Cue the prelude to Wagner's Tristan and Isolde as beautiful, Romantic-era images grace the screen. In tableaux-like slow motion, birds fall from the sky as a woman stands transfixed; a bride struggles to run through woolly grey vines ensnaring her legs; a woman marvels at her hands as they emit sparks; a horse sinks into the ground; a large blue planet crashes into Earth.  Prior to the narrative beginning we have been given a glimpse of what is to unfold in Lars Von Trier's film Melancholia.

This psychological apocalypse film, and portrait of depression, seems aptly introduced by a pastiche of still images perhaps representing a nameless dread, an internal state devoid of words. Von Trier said the film was made "with a state of mind as my starting point." Viscerally we experience this state through Justine, the melancholic, whose descent into a deep depression seems non-verbal (or perhaps pre-verbal), terrifying and all-encompassing.
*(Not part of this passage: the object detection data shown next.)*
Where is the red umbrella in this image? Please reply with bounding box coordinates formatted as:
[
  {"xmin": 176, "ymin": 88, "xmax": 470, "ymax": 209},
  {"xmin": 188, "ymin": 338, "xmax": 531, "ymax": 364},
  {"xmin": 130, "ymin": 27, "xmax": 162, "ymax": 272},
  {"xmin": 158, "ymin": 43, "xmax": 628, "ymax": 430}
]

In Chapter One of the film, "Justine," we witness Justine implode on her wedding day as her sister struggles to support and hold her together, to no avail. Chapter Two, entitled "Claire," is about Melancholia's rapid collision and destruction of the Earth. It's as if Justine summons the planet Melancholia; her internal state is mirrored in this planet's course toward Earth and destruction. Her narcissistic retreat from the world in an attempt (according to Freud) to preserve a lost object through identification and narcissistic regression renders her unable to cathect anything or anyone and becomes all consuming.  

Having already surrendered to melancholia, she is then relieved, even emboldened, by the coming apocalypse. She surrenders to her own depression and ultimate wish to die. Ironically a role reversal takes place in which Justine, who has suddenly regained her appetite, becomes the strong, calm one. While her sister descends into panic and existential fear in the face of death, Justine is self-possessed and serene.

Reality adjusts to Justine's inner world in this apocalyptic way. Justine's melancholia is suddenly adaptive. In her detachment she has no need for attachments.  In Freud's words, "The ego wants to incorporate the lost object into itself, and, in accordance with the oral or cannibalistic phase of libidinal development in which it is, it wants to do so by devouring it." Symbolically, as this internal mechanism is activated in Justine, external reality also complies, as Melancholia devours the Earth.